Dans cette histoire qui sent bon le praliné et le cacao, je redeviens un gosse qui découvre le monde avec des yeux « grand comme ça ». Un peu comme à l’image de Charlie Bucket qui a trouvé l’un des cinq tickets d’or et qui s’apprête à visiter la chocolaterie de Monsieur Willy Wonka. À mon tour, j’allais passer une journée entière dans un lieu tout aussi fou : la Manufacture Cluizel. Retour sur cette incroyable journée de mai placée sous le signe du rêve d’enfant.

C’est quelque part en Haute-Normandie, plus précisément à Damville que se trouve ce temple de la gourmandise grand de 18 000 m2. Et autant vous dire qu’il vaudrait mieux ne pas s’y perdre si on veut être à la maison pour le dîner.

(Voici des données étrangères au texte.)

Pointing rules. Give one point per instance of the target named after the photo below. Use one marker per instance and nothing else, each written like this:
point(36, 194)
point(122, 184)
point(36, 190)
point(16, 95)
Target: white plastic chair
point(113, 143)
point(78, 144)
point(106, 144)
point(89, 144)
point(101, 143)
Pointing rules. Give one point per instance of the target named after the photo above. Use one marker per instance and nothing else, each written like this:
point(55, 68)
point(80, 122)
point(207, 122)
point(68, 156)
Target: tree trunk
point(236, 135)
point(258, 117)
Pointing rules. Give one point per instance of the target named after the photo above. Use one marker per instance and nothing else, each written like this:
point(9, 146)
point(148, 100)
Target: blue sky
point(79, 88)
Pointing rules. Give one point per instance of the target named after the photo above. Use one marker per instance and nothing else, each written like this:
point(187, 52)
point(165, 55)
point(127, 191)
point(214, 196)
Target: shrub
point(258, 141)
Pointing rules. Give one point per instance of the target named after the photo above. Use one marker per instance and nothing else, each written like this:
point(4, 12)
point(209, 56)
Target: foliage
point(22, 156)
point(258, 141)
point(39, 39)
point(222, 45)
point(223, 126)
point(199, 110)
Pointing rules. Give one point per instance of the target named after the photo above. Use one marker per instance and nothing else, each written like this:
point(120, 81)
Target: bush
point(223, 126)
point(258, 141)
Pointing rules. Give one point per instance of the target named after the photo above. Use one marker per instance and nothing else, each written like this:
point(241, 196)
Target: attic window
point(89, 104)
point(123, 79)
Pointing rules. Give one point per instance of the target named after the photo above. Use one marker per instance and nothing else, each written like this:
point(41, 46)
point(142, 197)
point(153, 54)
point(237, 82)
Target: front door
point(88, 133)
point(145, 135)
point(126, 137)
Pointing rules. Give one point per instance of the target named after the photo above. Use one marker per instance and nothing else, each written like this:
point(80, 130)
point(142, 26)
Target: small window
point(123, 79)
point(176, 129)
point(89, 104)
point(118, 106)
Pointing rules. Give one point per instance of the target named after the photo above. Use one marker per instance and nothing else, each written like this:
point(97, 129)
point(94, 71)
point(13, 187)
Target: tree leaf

Quoi qu’après réflexion, passer une nuit, seul dans cette jolie manufacture unique en France -c’est l’une des rares à maîtriser la transformation de la fève en pâte de cacao, pour en faire ensuite un délicieux chocolat d’exception-, n’est pas une si mauvaise idée en fin de compte. On ne risque pas de s’ennuyer et encore moins de mourir de faim.

Durant cette visite orchestrée par Marc Cluizel et ses sœurs, j’en apprends un peu plus sur cet art gourmand qu’est le chocolat.

Comme toute forme d’artisanat digne de ce nom, le savoir-faire occupe une place centrale. Chez les Cluizel, cela fait soixante-dix ans qu’il se transmet de génération en génération, poussé par une vision commune qui trouve son équilibre entre tradition, modernité et une recherche constante de l’excellence. Ajoutez à cette dextérité les meilleurs ingrédients que l’on puisse trouver sur la planète. Par exemple des fèves cultivées sur des terres de renoms telles que le Mexique, Saint-Domingue, Papouasie-Nouvelle-Guinée, Sao Tomé et bien évidemment, Madagascar. Vous obtiendrez le cœur même d’une fabrication haut-de-gamme pour des recettes qui ne manqueront pas de faire exploser vos papilles de bonheur.

Ce bonheur, il a décidé de prendre ses quartiers à Damville.

Vient ce moment où je me retrouve complètement déconnecté de la réalité : je n’écoute plus personne et cela ne m’étonnerait guère de voir passer quelques Oompa Loompa. Je viens de pénétrer dans une grande pièce où est entreposée une partie des friandises fraîchement emballées. Juste à côté, de longs tapis roulants font défilés sous mes yeux charmés une variété impressionnante de sucreries. Une seule chose compte à ce moment précis : la contemplation.

Puis, je me souviens que Marc Cluizel avait dit qu’on avait le droit goûter un peu à tout. Et aussi qu’il produise près de 10 tonnes de chocolats par jour ici. Un grand sourire se dessine sur mon visage…

Je vous épargne la suite de l’histoire. Gourmand et fidèle à moi-même, vous pouvez aisément imaginer la suite.

Je peux juste vous dire que jamais je n’ai mangé autant de (bons) chocolats de ma vie. Que c’était une très belle expérience et que l’enfant en moi n’a rien à envier au héros du film de Tim Burton. Je pense même que si Charlie et sa famille avaient testé les douceurs chocolatées de Michel Cluizel, ils seraient venus s’installer à Damville.